4) Wir fordern, dass unbegleitete minderjährige Geflüchtete bei der Hilfegewährung gleichberechtigt sind.
5) § 36 f SGB VIII Übergangsmanagement: Diese Regelungen können hilfreich sein, sofern sie bewirken, dass damit in Zukunft Finanzierungslücken am Ende von Jugendhilfemaßnahmen vermieden werden können. Wir sehen aber die Gefahr, dass 17-Jährige in Zukunft (noch mehr als aktuell schon) darauf hingewiesen werden, die Jugendhilfe würde „normalerweise“ mit 18 enden.
6) Die Änderungen zur Kostenheranziehung stellen nur teilweise eine Verbesserung dar (geringere Heranziehung).
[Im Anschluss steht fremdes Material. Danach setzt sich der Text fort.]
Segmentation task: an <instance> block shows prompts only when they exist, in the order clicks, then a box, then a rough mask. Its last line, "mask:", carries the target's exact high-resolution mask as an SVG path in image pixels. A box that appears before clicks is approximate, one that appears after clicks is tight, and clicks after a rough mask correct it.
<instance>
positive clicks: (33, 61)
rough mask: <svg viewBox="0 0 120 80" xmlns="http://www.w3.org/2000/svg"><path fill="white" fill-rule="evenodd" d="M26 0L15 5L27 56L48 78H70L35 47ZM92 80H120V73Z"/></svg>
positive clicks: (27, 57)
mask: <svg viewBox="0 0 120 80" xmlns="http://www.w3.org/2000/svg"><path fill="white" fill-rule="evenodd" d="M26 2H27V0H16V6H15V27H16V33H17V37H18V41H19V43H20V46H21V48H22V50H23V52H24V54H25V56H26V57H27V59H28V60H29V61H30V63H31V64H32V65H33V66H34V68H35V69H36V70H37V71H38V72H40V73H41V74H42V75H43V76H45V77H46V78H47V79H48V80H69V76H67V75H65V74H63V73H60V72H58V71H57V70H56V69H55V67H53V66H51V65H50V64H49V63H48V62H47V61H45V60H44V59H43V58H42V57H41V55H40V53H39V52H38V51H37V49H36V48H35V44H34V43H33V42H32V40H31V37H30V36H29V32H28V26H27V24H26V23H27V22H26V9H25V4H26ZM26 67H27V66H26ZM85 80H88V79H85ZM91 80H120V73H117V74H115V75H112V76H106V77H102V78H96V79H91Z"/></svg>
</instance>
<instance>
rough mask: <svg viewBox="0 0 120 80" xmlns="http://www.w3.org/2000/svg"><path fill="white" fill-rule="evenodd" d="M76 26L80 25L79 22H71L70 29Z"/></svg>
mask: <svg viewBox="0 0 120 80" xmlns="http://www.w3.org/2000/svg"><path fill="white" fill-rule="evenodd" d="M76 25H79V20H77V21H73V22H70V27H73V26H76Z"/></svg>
Dass die Möglichkeit der Befreiung von der Kostenheranziehung (bisherige Ermessensentscheidung) gestrichen wird, bedeutet in vielen Einzelfällen jedoch eine enorme Verschlechterung. Einen weiteren Rückschritt sehen wir darin, dass Tätigkeiten im sozialen und kulturellen Bereich überhaupt nicht mehr erwähnt sind.